A bachelor’s degree program for Business Administration, for example, would be set up something like this:

Competency Requirements (10 credits>

English composition, oral communication, mathematics of finance

Liberal Arts Requirements (36 – 40 credits)

Fine arts, humanities, history, social sciences such as geography, economics, sociology, principles of macroeconomics, principles of microeconomics, natural sciences such as biology, chemistry, physics

Business Administration Major Requirements Required courses (45 credits)

Management, financial accounting, global business, leadership and management, accounting issues for managers, human resource management, legal environment of business, intro to marketing, etc.

Business Emphasis in Finance (15 credits)

Investments, financial decision making, agricultural commodity marketing, managerial law, personal finances, real estate, etc.

Accounting Minor (24 credits)

Management accounting, financial accounting, federal income tax, cost accounting, intermediate accounting I, intermediate accounting II, etc.

Taking these courses will take about four years. If you earned an associate’s degree before applying to a bachelor’s degree program, then usually you will already have the liberal arts requirement completed if all the credits transferred.


The cost of the bachelor’s degree, of course, will vary depending on the college or university you attend. According to a report by College Board, a bachelor’s degree at a private college or university was $25,143 per year, and $7,000 per year at a public college. This cost only concerns tuition, room and board costs are separate. For four years, a bachelor’s degree at a private college is slightly over $100,000 and $28,000 at a public college. Obtaining a bachelor’s degree is very expensive these days, especially with the tuition hikes of the past decade. However, with scholarships, grants, college savings, federal financial aid and student loans, many students can work out a financial plan and find the right college that will gain them their higher education.

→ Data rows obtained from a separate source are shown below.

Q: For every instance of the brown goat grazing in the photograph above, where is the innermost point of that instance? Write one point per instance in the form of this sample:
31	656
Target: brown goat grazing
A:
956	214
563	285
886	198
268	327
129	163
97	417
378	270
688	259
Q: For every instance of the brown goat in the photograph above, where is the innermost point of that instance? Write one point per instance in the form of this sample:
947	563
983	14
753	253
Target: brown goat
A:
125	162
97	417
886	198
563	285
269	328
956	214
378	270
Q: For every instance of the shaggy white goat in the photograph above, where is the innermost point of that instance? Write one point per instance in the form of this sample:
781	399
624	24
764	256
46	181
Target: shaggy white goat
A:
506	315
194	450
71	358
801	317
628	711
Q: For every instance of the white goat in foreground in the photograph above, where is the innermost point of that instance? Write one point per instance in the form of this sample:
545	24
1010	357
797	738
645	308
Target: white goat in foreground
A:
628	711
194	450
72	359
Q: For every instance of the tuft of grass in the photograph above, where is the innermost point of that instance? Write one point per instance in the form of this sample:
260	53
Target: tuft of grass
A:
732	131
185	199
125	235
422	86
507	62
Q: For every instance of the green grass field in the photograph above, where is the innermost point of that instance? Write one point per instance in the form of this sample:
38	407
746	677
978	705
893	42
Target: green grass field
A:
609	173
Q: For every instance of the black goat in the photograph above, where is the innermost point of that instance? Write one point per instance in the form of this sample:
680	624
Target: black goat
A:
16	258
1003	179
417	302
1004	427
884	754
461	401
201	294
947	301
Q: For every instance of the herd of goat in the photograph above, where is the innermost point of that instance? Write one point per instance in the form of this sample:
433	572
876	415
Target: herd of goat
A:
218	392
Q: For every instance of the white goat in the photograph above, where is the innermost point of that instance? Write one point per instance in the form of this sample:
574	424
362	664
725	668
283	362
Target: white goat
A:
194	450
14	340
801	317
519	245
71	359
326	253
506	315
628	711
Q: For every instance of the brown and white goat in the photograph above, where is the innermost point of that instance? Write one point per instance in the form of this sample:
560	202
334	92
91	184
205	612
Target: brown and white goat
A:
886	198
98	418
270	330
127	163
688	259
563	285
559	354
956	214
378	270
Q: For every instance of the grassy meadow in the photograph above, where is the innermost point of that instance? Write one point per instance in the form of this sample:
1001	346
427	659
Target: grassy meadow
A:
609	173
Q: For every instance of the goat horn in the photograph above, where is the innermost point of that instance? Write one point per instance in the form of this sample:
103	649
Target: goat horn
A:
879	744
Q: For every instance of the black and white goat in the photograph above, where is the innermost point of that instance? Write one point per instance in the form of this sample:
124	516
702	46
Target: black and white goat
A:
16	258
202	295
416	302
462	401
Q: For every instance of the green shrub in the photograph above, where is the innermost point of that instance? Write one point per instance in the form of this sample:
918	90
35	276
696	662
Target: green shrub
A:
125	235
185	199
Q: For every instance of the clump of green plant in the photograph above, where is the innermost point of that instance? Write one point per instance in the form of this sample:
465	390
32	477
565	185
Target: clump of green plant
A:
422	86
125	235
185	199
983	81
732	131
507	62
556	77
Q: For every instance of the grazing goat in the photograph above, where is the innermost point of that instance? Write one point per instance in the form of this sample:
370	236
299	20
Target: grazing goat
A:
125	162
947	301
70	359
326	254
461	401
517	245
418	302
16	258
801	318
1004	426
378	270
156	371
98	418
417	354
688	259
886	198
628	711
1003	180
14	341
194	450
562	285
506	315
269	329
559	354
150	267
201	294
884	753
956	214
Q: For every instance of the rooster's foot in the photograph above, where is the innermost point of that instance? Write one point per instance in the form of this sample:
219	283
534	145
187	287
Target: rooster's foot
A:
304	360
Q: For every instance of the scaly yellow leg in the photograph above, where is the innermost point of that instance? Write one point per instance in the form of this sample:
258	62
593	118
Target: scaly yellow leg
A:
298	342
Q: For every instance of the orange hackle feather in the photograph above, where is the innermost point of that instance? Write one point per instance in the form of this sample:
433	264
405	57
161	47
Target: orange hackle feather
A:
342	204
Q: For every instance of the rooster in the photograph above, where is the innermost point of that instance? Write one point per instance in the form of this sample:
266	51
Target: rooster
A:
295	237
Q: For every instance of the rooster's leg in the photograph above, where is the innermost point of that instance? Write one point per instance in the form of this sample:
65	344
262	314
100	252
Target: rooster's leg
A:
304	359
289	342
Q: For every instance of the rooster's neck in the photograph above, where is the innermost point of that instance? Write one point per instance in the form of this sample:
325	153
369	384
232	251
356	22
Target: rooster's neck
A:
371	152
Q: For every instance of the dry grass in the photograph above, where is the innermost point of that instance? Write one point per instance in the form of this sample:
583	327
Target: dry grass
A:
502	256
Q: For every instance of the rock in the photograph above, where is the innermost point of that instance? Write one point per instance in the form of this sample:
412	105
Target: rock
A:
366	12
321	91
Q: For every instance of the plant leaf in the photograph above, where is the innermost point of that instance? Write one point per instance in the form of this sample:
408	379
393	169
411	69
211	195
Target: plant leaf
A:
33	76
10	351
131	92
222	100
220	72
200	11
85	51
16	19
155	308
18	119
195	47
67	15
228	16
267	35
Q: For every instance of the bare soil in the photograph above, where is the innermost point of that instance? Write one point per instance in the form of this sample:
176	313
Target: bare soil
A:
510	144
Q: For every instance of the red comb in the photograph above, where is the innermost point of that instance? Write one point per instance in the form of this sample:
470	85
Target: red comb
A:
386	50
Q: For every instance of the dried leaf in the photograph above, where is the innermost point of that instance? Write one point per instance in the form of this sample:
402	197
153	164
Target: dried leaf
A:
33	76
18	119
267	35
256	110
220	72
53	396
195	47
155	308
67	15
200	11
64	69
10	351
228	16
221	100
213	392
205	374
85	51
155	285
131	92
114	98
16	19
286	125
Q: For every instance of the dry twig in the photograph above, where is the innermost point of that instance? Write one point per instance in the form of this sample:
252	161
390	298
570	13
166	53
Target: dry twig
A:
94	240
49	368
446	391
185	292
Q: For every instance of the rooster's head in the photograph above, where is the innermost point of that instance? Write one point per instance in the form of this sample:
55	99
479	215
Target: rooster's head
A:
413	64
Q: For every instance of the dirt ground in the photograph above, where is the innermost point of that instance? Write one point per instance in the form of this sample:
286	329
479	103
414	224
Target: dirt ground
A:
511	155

Consider getting a bachelor’s degree if:

  • You know your chosen career path requires a bachelor’s degree
  • You plan to go further in education and attend graduate school
  • You already have some college credits or an associate’s degree and want a bachelor’s degree

Pros and Cons

Pros for earning a bachelor’s degree include:

  • Increased job prospects
  • Higher earning potential
  • Can be promoted to managerial or supervisory positions
  • More expertise, knowledge and skill


Cons for earning a bachelor’s degree include:

  • Prohibitive tuition cost
  • Four year time commitment
  • Costs of room and board, rent, books, car and fuel, etc.

While many high school students will earn their associate’s or bachelor’s degrees by going to an on campus school for two or four years, technological advances are creating new educational pathways and choices. Students can now obtain nearly any degree level online, either entirely online or partially online and on campus.

However a student decides to earn a degree, whether it is an associate’s or bachelor’s, online or on campus, higher education requires commitment on the part of the student. Dedicating a portion of your life to obtaining higher education will reward you with better job prospects and higher earning potentials.